Nu het inrichtingsalternatief gekozen werd, worden alle zeilen bijgezet om dat inrichtingsalternatief nog verder in detail uit te werken, zodat het nog binnen deze legislatuur resulteert in een ontwerp van projectbesluit. Ook dat traject zal de komende tijd van nabij opgevolgd worden door de taskforce en waar nodig bijgestuurd worden.
Zoals reeds aangehaald in de zitting van deze commissie van 3 februari, werden de verschillende pistes onderzocht om tot besluitvorming over dit project te komen. Er werden tijdens die zitting twee alternatieve scenario’s toegelicht: de opsplitsing in deelprojecten en het werken met een stedenbouwkundig eindbeeld. Na verder onderzoek bleek dat het eerste scenario geen garantie bood op het effectief slagen, vandaar dat volop gewerkt is met één stedenbouwkundig eindbeeld. En dat is dus dat inrichtingsalternatief. U weet dat wij anders voor x-aantal verschillende voorstellen een milieueffectenrapport (MER) en een maatschappelijke kosten-batenanalyse (MKBA) en dergelijke zouden moeten doen, en dat zou ons allemaal veel te ver in de tijd brengen, vandaar dus de keuze voor dat stedenbouwkundig eindbeeld of dat inrichtingsalternatief.
Mevrouw Fournier heeft het woord.
Dank u voor uw antwoord, minister.
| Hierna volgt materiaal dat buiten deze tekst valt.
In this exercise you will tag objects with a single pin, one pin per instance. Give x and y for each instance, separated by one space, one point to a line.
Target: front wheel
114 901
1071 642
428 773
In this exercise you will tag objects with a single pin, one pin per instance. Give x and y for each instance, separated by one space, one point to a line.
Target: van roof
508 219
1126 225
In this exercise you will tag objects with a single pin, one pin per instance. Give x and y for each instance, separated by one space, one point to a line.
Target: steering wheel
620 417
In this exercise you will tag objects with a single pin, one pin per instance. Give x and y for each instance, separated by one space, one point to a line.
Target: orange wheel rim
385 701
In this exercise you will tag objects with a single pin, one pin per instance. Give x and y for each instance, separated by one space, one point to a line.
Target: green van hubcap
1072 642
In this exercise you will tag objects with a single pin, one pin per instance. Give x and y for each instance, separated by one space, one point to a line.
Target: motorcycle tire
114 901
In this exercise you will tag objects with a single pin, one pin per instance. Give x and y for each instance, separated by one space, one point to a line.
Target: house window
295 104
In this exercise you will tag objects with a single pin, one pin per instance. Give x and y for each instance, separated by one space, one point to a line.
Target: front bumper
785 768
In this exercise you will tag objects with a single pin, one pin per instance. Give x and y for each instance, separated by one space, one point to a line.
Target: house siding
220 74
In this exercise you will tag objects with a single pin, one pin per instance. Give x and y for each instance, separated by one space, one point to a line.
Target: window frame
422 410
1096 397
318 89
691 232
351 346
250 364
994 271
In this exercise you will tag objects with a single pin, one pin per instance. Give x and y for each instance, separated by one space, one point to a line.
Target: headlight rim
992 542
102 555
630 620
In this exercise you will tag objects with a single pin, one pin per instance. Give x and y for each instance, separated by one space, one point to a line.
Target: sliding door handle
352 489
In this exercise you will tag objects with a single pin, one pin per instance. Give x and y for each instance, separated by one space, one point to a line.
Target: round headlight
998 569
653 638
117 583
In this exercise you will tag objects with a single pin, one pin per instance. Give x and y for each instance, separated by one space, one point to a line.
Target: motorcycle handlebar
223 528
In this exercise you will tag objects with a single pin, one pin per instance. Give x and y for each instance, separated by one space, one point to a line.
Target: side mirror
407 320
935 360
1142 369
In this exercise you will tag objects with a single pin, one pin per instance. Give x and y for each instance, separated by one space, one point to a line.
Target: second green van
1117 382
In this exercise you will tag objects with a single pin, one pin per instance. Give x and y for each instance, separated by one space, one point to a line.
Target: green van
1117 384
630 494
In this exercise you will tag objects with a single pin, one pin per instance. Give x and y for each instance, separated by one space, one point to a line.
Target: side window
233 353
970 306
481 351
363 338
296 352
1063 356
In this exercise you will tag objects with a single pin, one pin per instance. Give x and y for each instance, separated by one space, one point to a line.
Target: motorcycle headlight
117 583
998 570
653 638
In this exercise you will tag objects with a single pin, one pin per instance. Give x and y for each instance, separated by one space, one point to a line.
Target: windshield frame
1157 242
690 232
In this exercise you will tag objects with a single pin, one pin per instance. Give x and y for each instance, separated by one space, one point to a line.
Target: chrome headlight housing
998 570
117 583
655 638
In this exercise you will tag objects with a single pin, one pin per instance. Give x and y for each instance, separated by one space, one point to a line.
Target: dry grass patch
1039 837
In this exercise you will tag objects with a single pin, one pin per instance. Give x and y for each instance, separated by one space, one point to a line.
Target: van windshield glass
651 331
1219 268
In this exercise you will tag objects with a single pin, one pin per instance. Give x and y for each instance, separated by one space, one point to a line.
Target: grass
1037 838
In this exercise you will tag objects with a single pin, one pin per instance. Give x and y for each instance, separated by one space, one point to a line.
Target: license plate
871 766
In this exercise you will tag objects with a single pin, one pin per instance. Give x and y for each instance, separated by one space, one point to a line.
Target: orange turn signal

Ik heb er daarnet voor gepleit om meer positief nieuws te brengen, en ik vind dat dit toch wel positief nieuws is. Ik heb gisteren ook de reportage gezien op WTV-Focus, de regionale televisiezender bij ons. De omwonenden die geïnterviewd werden, waren ook positief. Bedankt om dit nauwgezet op te volgen, minister, niet alleen nu, maar ook in de toekomst.
De vraag om uitleg is afgehandeld.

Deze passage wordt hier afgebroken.